Bell Labs, for those who aren’t steeped in science myths, was the original source of a surprisingly large number of the things that make modern life what it is– in addition to obvious developments in telecommunications technology (the fax, wireless networking), and electronics (the transistor), Bell Labs researchers pioneered fields from radio astronomy to laser cooling, and invented a host of computer-related technologies, including Unix. It was a large and well-funded research operation run by the Bell Telephone company for much of the previous century, and basically collected really smart scientists, gave them tons of money, and set them loose to invent whatever they could.

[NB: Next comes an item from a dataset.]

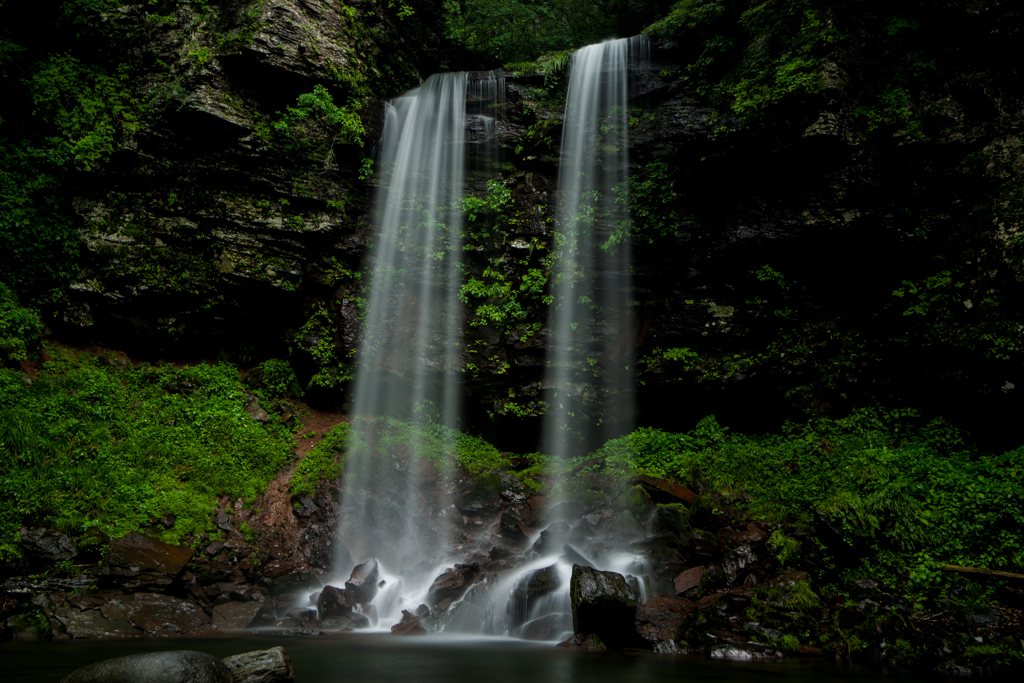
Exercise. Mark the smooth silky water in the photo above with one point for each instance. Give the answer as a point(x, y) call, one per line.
point(383, 658)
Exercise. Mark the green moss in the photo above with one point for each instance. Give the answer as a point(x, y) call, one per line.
point(114, 447)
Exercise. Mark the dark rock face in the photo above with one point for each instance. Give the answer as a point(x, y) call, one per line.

It was a fabulous engine of innovation, and it’s gone now. There’s still something calling itself Bell Labs, but it’s a shell of its past glory, and much more tightly focussed on commercial applications. The old system was dismantled years ago, for market-based reasons– Bell shelled out a huge amount of money to keep the operation going, but didn’t necessarily reap the profits of the inventions made in their labs. That doesn’t look good on the balance sheet, and so it was more or less gutted in the 80’s and 90’s, to make the company more profitable. Nobody else has stepped into the gap for the same reason– there’s no way to ensure that a research lab will turn a profit, and thus the investment is really hard to justify to narrowly focussed business managers.
The problem here is that the market system as currently constituted is an absolutely miserable way of allocating resources for long-term projects. The horizon for most corporate evaluations is much to short– an investment that might pay off in the next five years will be discussed in the finanacial pages as a gigantic gamble, and most decisions appear to be made based on what the effect will be on the stock price this quarter.
That’s why a hedge fund manager gets ten times the money (at least) of a top researcher. If a hedge fund manager does his job really well, somebody gets a billion dollars right now. If a researcher does his job really well, his employer gets ten billion dollars ten, fifteen, even twenty years down the road. If the standard for performance evaluation is how much money you made for the company in the past year, it’s obvious that the hedge fund guy is going to get paid more, even though his net benefit to society is almost nil. Basic research might transform society for the better down the line, but in the short term, it’s all investment and no return.
I don’t disagree that market systems are a good way of allocating resources in principle, but the way we’re going about it at the moment is badly broken. The short horizon has decimated private research, and is among the root causes of the fact that the US health care system is a joke, and is largely to blame for a number of environmental catastrophes in the making.